Hi, if I have tabular text like this
I get OCR text like this:
DATUM Rechng.-Nr.: KUNDEN-NR.: PREIS €
16.02.2021
4898 915
BETRAG €
So, the first column row by row in one row, and the second column in a mix of one row per row and something else.
Is there any way to tell Abbyy OCR to return OCR data left to right (in a LTR environment, that is) and not try to be cute about tables?
There’s no such option currently, at least not in DEVONthink.
Thanks. It’s not even in FineReader. Interestingly, PDFPen does The Right Thing™, as does (presumably) the Vision framework.
Coming from Paperless ngx the way PDFs are being OCRed has been somewhat inconvenient in DT as retrieving the date (usually found in the top right) does not work consistently anymore. Devonthink is superior in all other functions though.
Does DEVONthink retrieve no date at all or the wrong date? You could also convert the PDF documents to plain text whether the text layer actually contains the expected date.

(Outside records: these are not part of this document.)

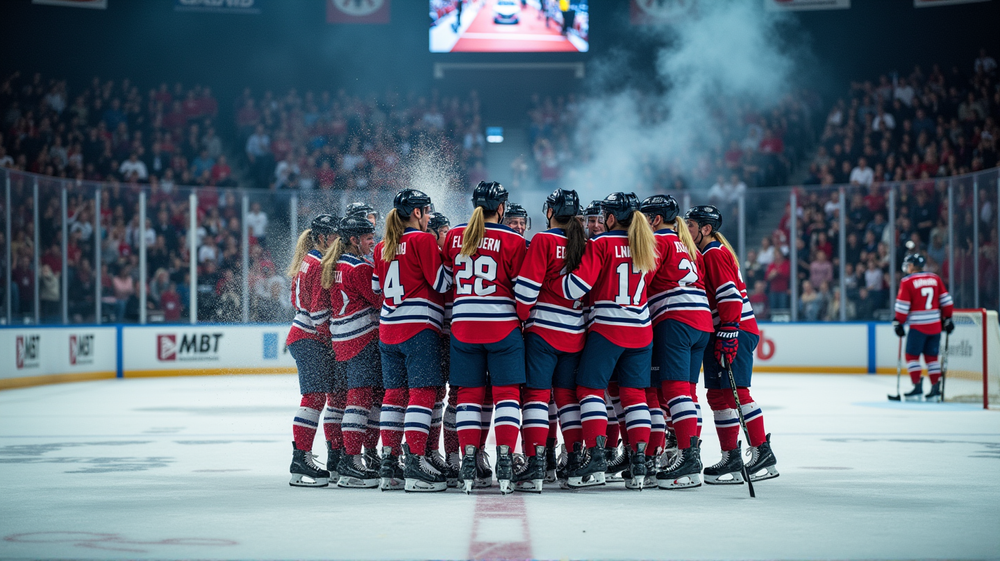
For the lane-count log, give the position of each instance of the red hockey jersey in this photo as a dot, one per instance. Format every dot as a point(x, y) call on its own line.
point(354, 307)
point(541, 306)
point(923, 301)
point(727, 293)
point(411, 285)
point(677, 290)
point(311, 302)
point(484, 309)
point(617, 289)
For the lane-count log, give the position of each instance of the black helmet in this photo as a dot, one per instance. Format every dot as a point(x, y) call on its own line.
point(916, 260)
point(355, 226)
point(705, 214)
point(437, 222)
point(360, 209)
point(489, 195)
point(564, 204)
point(593, 209)
point(620, 205)
point(408, 200)
point(663, 205)
point(324, 224)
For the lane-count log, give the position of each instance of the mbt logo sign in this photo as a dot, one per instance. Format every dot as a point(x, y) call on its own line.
point(195, 346)
point(28, 347)
point(81, 349)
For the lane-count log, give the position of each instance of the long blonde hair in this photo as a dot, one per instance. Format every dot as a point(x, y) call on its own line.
point(722, 239)
point(642, 243)
point(686, 239)
point(474, 232)
point(395, 227)
point(302, 247)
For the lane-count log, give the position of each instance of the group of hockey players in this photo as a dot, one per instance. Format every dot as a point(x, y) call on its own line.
point(599, 329)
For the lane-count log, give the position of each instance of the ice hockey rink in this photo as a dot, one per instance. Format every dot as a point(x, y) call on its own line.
point(197, 467)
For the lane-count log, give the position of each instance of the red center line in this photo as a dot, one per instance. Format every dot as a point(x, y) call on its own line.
point(500, 528)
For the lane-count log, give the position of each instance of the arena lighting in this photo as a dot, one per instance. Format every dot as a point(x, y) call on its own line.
point(494, 135)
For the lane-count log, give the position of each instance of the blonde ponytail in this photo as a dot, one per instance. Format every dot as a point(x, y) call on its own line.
point(302, 247)
point(722, 239)
point(394, 230)
point(686, 239)
point(474, 232)
point(642, 243)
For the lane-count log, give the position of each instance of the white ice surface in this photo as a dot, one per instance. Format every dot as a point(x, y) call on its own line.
point(197, 468)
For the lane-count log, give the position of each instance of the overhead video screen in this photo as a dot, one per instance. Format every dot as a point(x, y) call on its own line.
point(509, 26)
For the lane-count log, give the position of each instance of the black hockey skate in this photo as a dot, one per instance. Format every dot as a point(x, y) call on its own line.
point(934, 396)
point(917, 393)
point(636, 467)
point(592, 470)
point(420, 475)
point(353, 473)
point(551, 461)
point(467, 473)
point(390, 473)
point(333, 456)
point(505, 469)
point(762, 462)
point(532, 476)
point(685, 471)
point(305, 472)
point(729, 470)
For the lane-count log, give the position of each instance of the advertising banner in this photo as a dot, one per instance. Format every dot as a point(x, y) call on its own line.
point(218, 6)
point(207, 349)
point(777, 5)
point(32, 356)
point(357, 11)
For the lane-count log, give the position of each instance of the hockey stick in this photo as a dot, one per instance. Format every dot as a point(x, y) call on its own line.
point(743, 423)
point(899, 370)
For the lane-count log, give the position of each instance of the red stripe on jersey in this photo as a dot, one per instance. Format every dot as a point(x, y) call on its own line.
point(922, 301)
point(311, 302)
point(727, 293)
point(354, 320)
point(412, 285)
point(677, 290)
point(484, 308)
point(559, 321)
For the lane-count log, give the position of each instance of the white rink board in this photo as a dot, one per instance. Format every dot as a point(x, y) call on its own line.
point(56, 351)
point(205, 348)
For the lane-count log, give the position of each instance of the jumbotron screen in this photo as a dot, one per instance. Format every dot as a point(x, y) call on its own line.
point(509, 26)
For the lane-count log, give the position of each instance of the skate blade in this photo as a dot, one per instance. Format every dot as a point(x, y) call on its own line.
point(683, 482)
point(298, 480)
point(770, 472)
point(532, 486)
point(735, 478)
point(418, 486)
point(357, 483)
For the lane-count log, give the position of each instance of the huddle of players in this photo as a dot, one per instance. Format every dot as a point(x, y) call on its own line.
point(607, 336)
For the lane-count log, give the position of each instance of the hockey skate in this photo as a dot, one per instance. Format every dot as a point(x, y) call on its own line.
point(531, 477)
point(420, 475)
point(305, 472)
point(685, 471)
point(917, 393)
point(333, 456)
point(636, 467)
point(729, 470)
point(592, 469)
point(762, 462)
point(390, 473)
point(934, 396)
point(505, 469)
point(467, 473)
point(551, 462)
point(353, 474)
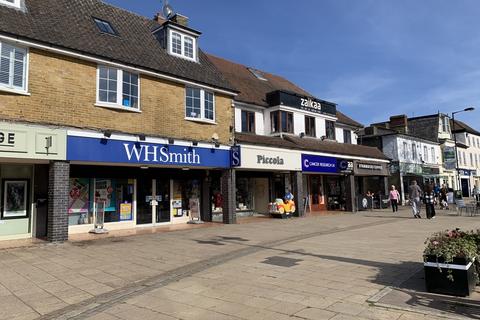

Devonthink does retrieve a date and functions like newest/ oldest do work but what I’d need is that the algorithm retrieves the first date while reading a file like we would - without tabular structure but row by row.
The primary challenge is that documents like invoices have several dates in them (date of invoice, date of service, date payment is due, …) and are structured in those insivisible columns (similar to the example above).
Just picking the “newest” or “oldest” document date won’t always work as texts may contain a duedate for payment (newest date but not creation date) or such.
Please see my attached examples, where the retrieved date is 10.07.2023 as it processes the upper right block as a separate column while ignoring that it is basically something like row 3 of the document. The expected result would be 03.07.2023.
Thank you for the feedback! The algorithm just uses the text of documents, not their layout so far. No matter whether PDF or another file format.